Factors Driving General Mills
General Mills is likely to benefit from its four key global strategies for fiscal 2018, which are aimed at enhancing the company’s top line. Well, General Mills’ North American Retail segment has been facing sales declines at its U.S. Cereal and U.S. Yogurt businesses, which lingered in the third quarter of fiscal 2018. General Mills, like many other U.S. food producers, has been struggling due to the shift in consumer preference toward natural and organic food. Nonetheless, as part of its key strategies, General Mills is increasing focus on its cereal business and is also restructuring its U.S. Yogurt portfolio through innovations.
Analysts polled by Zacks expect sales at the North American Retail segment to increase 1.6% to $2,430 million in the third quarter. Apart from these, the company should also gain from its solid focus on strengthening e-commerce network. Notably, the company expects global e-commerce business to grow in double-digits in near future, the United States. These factors along with General Mills’ consumer-focused innovations and marketing strategies should fuel sales in the quarter to be reported.
Cost Savings Versus Cost Inflation
General Mills’ margins remained soft in the third quarter, as the company is encountering escalated supply-chain expenses, owing to a rise in freight, commodities and operational costs. These headwinds are expected to linger, which is clear from management’s raised input cost inflation outlook for fiscal 2018. The company now expects input cost inflation of 4%, a point greater than the prior guidance. This also led to a lowered operating profit outlook for fiscal 2018, which gives out unfavorable signals for the fourth quarter.
Nevertheless, the company remains on track with its cost-savings initiatives like increased efficiency, reduced complexity through SKU optimization, supply-chain optimization and expansion of zero-based budgeting across the business. General Mills earlier announced plans to deliver approximately $390 million in supply-chain productivity savings in fiscal 2018, through its ongoing Holistic Margin Management (HMM) efforts. These along with incremental savings from other restructuring and cost-reduction initiatives should help offset the aforementioned hurdles in the quarter under review.
Q4 Estimates in Numbers
Analysts polled by Zacks expect total revenues of $3,918 million, up 2.9% from the year-ago period. The current consensus mark for earnings is pegged at 75 cents, which shows a 2.7% jump from the year-ago period. The estimate has remained stable in the past 30 days.

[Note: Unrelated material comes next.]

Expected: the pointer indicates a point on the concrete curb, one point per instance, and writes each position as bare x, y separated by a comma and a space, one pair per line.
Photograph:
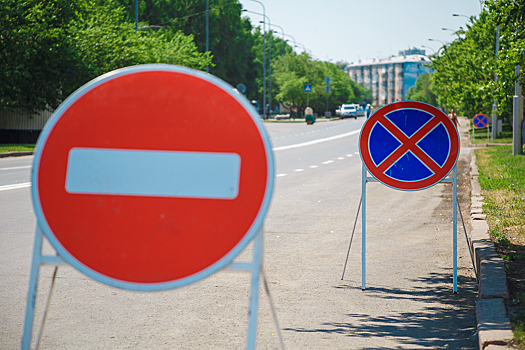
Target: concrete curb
16, 154
494, 331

What the Zacks Model Unveils
However, our proven model doesn’t show that General Mills is likely to beat bottom-line estimates this quarter. For this to happen, the stock needs to have both a positive Earnings ESP and a Zacks Rank #1 (Strong Buy), 2 (Buy) or 3 (Hold). You can uncover the best stocks to buy or sell before they’re reported with our Earnings ESP Filter.
General Mills fails to meet both, as it has an Earnings ESP of -3.23% and a Zacks Rank #4 (Sell). Hence, we caution against sell-rated stocks going into earnings announcement.
Stocks Poised to Beat Earnings Estimates
Here are some companies you may want to consider as our model shows that these have the right combination of elements to post earnings beat:
Helen of Troy Limited (HELE - Free Report) has an Earnings ESP of +3.57% and carries a Zacks Rank #2. You can see the complete list of today’s Zacks #1 Rank stocks here.
Conagra Brands Inc. (CAG - Free Report) , a Zacks #3 Ranked stock, has an Earnings ESP of +0.39%.
Pepsico, Inc. (PEP - Free Report) , a Zacks #3 Ranked company, has an Earnings ESP of +0.15%.